If your hot water tank is several years old, it may be time to prepare for a replacement so you're not taken by surprise if the heater fails or starts leaking. Compare water heaters and their features so you know what type you want to buy when the time comes to have a new tank installed. Here are some other things to think about when it comes to a hot water tank installation.
Factors That Affect The Cost
When you start looking at water heaters, you'll see they have different prices. There could be a significant cost difference between a basic tank and a smart tank that has advanced features. Besides the cost of the tank, you'll also need to pay for a permit and possible upgrades to your plumbing system.
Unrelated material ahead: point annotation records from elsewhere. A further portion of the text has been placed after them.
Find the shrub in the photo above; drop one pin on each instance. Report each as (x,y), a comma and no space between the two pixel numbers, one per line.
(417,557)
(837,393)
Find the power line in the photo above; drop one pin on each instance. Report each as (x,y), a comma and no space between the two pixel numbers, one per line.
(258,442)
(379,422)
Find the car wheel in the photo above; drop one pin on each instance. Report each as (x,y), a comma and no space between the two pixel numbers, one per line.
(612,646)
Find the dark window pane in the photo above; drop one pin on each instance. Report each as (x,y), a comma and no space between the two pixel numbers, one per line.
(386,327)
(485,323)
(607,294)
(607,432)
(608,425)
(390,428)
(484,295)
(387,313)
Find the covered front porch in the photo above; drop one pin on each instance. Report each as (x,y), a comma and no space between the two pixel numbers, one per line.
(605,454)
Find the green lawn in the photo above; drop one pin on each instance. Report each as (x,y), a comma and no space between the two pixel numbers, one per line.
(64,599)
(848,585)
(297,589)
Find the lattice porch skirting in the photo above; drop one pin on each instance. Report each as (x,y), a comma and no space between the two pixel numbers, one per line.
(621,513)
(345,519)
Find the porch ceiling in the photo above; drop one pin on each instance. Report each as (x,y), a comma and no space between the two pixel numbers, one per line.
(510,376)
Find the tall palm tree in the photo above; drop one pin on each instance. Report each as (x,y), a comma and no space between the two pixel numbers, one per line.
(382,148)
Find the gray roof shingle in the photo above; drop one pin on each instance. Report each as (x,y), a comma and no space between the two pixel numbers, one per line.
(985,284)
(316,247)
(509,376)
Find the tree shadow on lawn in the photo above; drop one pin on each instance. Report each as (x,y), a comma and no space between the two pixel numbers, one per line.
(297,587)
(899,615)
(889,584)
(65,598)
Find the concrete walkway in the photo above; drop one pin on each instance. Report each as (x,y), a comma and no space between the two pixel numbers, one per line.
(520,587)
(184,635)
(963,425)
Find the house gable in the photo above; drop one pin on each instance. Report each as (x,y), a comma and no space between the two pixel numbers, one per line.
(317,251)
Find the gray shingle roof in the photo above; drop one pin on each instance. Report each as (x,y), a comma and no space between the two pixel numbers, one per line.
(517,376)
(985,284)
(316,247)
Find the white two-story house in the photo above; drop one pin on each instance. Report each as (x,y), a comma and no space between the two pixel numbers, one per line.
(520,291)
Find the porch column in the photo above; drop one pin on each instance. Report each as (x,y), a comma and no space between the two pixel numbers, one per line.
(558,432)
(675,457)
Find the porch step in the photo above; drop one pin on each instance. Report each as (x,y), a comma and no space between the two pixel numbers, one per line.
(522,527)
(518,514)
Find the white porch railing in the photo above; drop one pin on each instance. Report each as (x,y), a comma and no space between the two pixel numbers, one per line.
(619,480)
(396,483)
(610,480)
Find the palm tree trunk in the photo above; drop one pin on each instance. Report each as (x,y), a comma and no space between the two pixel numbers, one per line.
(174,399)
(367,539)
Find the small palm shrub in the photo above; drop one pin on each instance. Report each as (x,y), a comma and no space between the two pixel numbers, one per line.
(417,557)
If your plumbing is old, it might not be up to code. When a plumber does any work on your existing plumbing, they have to do work that is up to code, and that might mean modifying some aspects of your plumbing, and that could add to the cost.
Also, if you plan to switch from electric to gas or change the location of the tank, that will drive up the cost of the water heater installation. You'll also need to pay to have your old water heater tank disposed of, but this should be included in the cost of the plumbing services.
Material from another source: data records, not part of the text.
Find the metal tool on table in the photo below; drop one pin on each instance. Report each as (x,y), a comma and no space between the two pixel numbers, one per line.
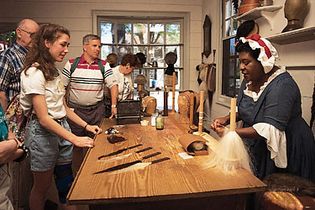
(119,151)
(120,157)
(126,165)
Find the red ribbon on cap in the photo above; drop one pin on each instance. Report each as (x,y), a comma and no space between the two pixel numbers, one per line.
(256,37)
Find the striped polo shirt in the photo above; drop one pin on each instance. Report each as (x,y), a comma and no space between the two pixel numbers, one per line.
(87,82)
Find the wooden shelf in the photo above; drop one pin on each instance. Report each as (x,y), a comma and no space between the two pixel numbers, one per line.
(295,36)
(258,12)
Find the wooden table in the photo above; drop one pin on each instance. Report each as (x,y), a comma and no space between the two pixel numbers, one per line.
(172,184)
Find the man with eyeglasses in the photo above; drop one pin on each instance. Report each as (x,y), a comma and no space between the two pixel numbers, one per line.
(12,59)
(11,64)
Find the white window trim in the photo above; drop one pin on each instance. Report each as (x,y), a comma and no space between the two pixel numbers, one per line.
(185,54)
(221,99)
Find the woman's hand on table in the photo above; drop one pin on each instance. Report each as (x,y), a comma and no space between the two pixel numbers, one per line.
(218,125)
(93,129)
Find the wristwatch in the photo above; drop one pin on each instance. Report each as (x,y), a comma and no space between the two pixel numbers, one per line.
(25,152)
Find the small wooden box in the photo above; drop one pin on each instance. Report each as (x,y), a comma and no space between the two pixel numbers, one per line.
(129,112)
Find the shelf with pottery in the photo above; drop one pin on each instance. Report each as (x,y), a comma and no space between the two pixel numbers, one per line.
(294,36)
(258,12)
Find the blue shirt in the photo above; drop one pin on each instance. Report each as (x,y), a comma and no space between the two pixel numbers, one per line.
(11,64)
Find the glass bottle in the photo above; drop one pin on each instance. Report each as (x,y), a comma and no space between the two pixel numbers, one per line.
(159,122)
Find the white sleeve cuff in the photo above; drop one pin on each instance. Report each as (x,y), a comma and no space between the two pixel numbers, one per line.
(276,143)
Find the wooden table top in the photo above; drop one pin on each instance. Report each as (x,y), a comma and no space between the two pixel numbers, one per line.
(176,178)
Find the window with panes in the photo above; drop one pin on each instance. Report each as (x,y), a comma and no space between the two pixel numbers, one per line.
(153,37)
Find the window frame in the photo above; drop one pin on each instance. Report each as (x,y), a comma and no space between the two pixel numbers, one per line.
(224,99)
(184,82)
Details Concerning The Installation
If you buy the water tank yourself, be sure it will fit in the space occupied by your old tank or talk to a plumber about how you can have a larger tank installed. You might also need to buy an expansion tank when you buy the water heater. An expansion tank is often required by code to keep pressure from building in the tank, and if your plumbing is old, you might not have one.
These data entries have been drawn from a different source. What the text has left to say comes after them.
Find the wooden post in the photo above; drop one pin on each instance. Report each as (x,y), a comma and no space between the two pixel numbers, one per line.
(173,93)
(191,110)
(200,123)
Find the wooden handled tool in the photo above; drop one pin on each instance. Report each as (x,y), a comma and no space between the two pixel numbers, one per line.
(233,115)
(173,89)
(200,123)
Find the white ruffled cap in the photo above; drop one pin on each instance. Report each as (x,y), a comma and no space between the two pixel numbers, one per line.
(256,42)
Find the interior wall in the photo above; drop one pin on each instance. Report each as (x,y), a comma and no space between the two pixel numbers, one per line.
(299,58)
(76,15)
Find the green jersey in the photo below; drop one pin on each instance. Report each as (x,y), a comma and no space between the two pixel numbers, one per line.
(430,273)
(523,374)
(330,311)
The water pressure in your home should be at the ideal level for operating a water heater. You can test the pressure with an inexpensive gauge connected to a faucet. If the pressure is too high, the plumber might adjust the pressure-reducing valve on your water main or install a new valve if your plumbing doesn't have one.
Your tank might need to have seismic straps installed if you live in an earthquake zone or if you just want to ensure the tank stays stable. Another safety feature your tank needs is a pressure relief valve. Your tank may come with one, but if it doesn't, be sure to have one on hand so the plumber has everything needed to install your water tank and get it working safely.